Quero pensar um pouco sobre isso e ouvir também. Até porque estou meio que no centro desse furação de expectativas cronológicas. Sim, a linha do tempo me colocou naquele palco onde, ao termos filhos adultos, somos obrigados a pensar em somar à categoria de mãe um novo emblema: o de avó. E ao saberem que tenho um filho de 26 anos e já casado, a pergunta mais comum não é o que para mim é o mais importante. Queria que todos, em nome da gentileza ou da curiosidade, só quisessem saber se ele está feliz. Porque é isso que importa. Mas, de modo geral, a pergunta sempre soma um infalível ingrediente: "Ih...daqui a pouco vai ser vovó"; ou "Já é vovó?"; talvez " Está preparada para ser avó?".

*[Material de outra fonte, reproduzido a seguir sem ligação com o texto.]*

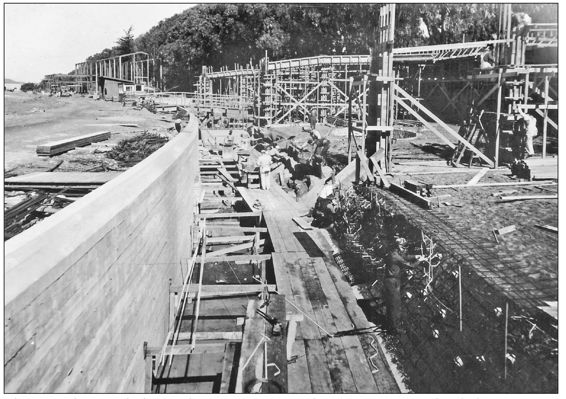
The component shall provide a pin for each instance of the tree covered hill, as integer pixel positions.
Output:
(226, 34)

Não...não sei se estou preparada para ser avó. Tem algum curso preparatório? Tenho a obrigação de conter dentre meus múltiplos sentimentos o desejo febril de ser avó? Sinceramente, vim ao mundo sem essa ferramenta. E isso não quer dizer que não queira, que abomine a idéia de sê-lo. Muito pelo contrário. Amo tanto meus filhos que certamente amarei todos os momentos em que eles estiverem felizes. E se ter filhos for para eles o que foi para mim, um momento de escolha e certeza incomparáveis, estarei aí ao lado, curtindo muito a chegada do rebento. Mas não carrego comigo o desejo prévio da perpetuação genealógica. Não acho que tenha chegado a uma fase da vida onde ser avó seja a minha única meta. Sou produtiva e assim ainda me imagino seguir por longo tempo. Portanto, o padrão clássico da avó cuidando dos netos nem mesmo combina comigo. E meus filhos sabem disso.
Tenho amigas casadas que optaram por não ter filhos. E embora tenha sido criada dentro de um ambiente familiar meio que conservador, onde ter filhos era a sequência natural da vida de homens e mulheres, fui também educada para ser independente, dona do meu próprio corpo, incluindo o nariz. E assim, dessa forma autonômica, conheci o mundo, as pessoas e a mim mesmo. Descobri erros e acertos, desenhei erros e acertos e continuo acertando e errando, tudo ao mesmo tempo e agora. E nessa grande sopa, a idéia de não ter filhos é hoje uma escolha que não me incomoda. Entendo de forma tão clara a opção de minhas amigas, ainda que cada uma tenha um caminho diferente para explicar esse não desejo.
Estamos construíndo um novo mundo a cada dia. E ser capaz de romper com a mesmice, com o comodismo do pensamento tacanho que não admite novas vertentes, novas cores, novos gestos é dar passos além. E diga-se: não vai aqui crítica alguma às mulheres que querem, sonham, vibram com a idéia de serem avós. Só não quero ser obrigada a querer ser ou a ter que desejar ser. Meu tempo cronológico está expresso nos meus gestos. E esses serão sempre generosos.

6 comentários:

Cris Medeiros disse...

Post fantásticoooo!! Eu penso demais sobre isso, sobre a perpetuação de pensamentos e atitudes caducas, que não funcionam mais e que mesmo assim continuam sendo propagadas.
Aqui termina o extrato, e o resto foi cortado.